Negative Feedback Loops

Whether alcoholism is caused by depression or vice versa varies on a case-by-case scenario, but what remains the same is the impact that the two have on one another. For an individual struggling with alcoholism and depression, the negative feedback loop is self-perpetuating.

A person drinks in an attempt to feel better, only to find that the relief is merely temporary, if at all. This may lead to further attempts to self-medicate by drinking larger amounts with more frequency. Through this process, depression compounds these factors, leading the individual to quickly descend into addiction.

Social Consequences

The seemingly endless cycle of addiction has residual social repercussions as well.
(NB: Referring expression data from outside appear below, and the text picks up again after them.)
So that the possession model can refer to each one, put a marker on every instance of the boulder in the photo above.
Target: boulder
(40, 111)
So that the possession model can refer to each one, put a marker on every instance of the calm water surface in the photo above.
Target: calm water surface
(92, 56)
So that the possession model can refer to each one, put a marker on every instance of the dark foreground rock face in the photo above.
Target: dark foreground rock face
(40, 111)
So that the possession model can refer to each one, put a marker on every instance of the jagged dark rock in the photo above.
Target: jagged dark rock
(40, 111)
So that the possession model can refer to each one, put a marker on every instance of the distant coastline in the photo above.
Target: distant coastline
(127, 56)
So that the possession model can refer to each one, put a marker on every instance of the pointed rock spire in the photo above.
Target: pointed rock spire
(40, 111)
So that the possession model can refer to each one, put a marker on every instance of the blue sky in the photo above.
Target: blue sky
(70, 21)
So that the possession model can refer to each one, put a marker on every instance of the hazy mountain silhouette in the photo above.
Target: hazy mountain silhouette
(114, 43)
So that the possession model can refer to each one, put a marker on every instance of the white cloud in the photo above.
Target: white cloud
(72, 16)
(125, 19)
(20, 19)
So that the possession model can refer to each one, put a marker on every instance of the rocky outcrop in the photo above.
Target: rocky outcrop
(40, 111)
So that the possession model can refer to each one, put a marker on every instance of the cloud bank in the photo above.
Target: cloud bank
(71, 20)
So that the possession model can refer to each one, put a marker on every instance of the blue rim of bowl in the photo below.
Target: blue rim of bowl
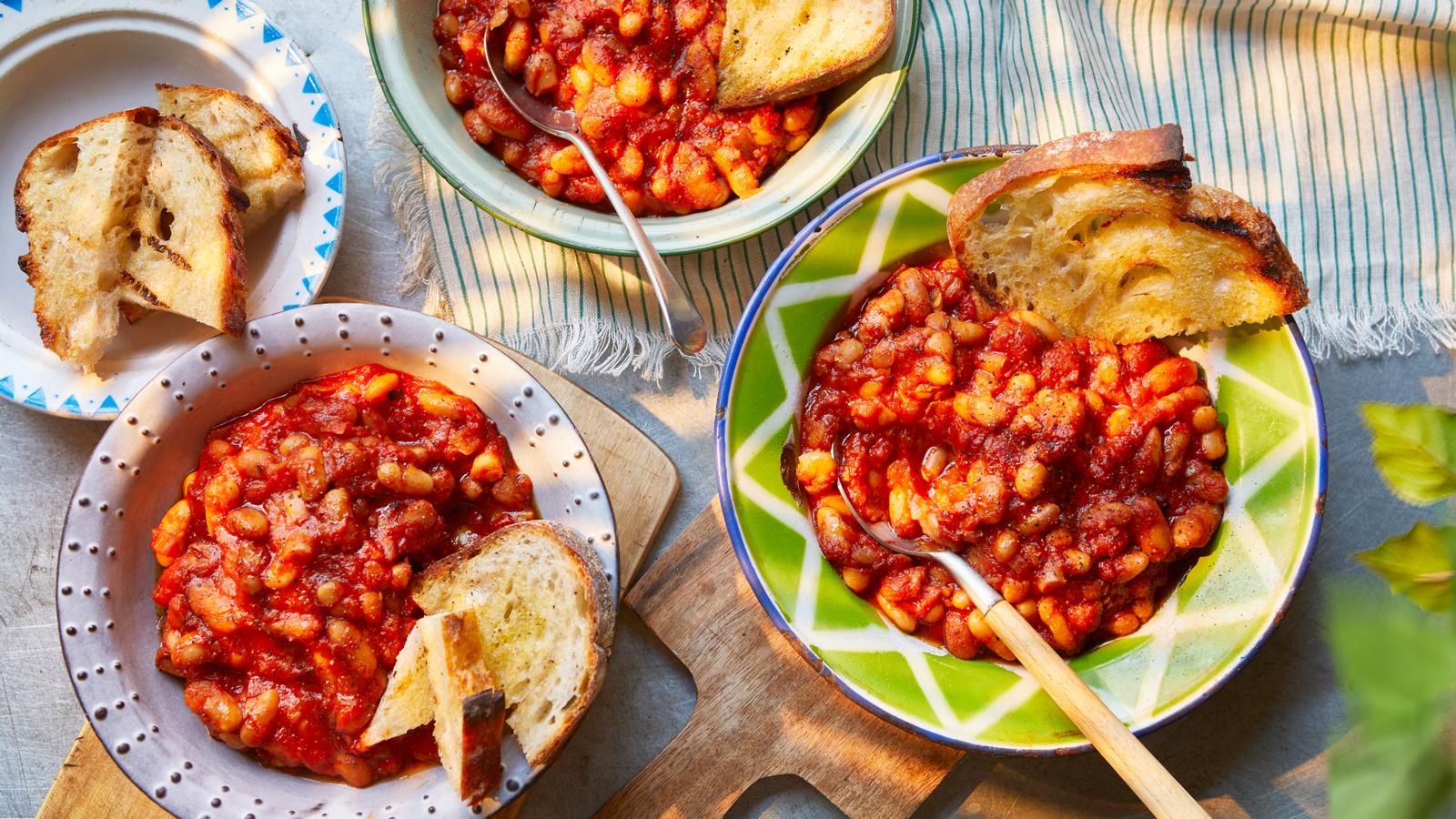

Many times people find themselves not caring about anything outside of their addiction. They may be unwilling to speak with others, show up at work or do anything that might interfere with their drinking routine. The inability to listen to reason, combined with disconnection from the world around them, produces a potent fertilizer in which depression, anxiety and addiction can grow.

Dual Diagnosis Treatment

Quitting cold turkey can not only be ineffective, it can be dangerous. Receiving help from certified professionals through a medically supervised detox program will greatly increase chances of recovery and decrease the dangers that come along with detoxing.

Trained specialists look at the root of the addiction and mental health issue and treat them both from the very start—healing both mind and body. Peoplecan learn new ways to cope with their mental health issues and begin to discover the potential that they may have thought was gone forever.

Types of Therapy

Many dual-diagnosis treatment facilities go beyond conventional individual and group therapy, giving individuals the chance to get to know themselves again through activities like art, yoga, exercise and music. When administered effectively and adhered to, therapy can help resolve co-occurring disorders and give people suffering from addiction the tools they need to overcome obstacles in a healthy and positive way.

Anyone who is suffering from alcoholism or who may be developing a drinking problem shouldn’t wait to treat these issues. The more time that passes, the more difficult it will be to break the negative feedback loop.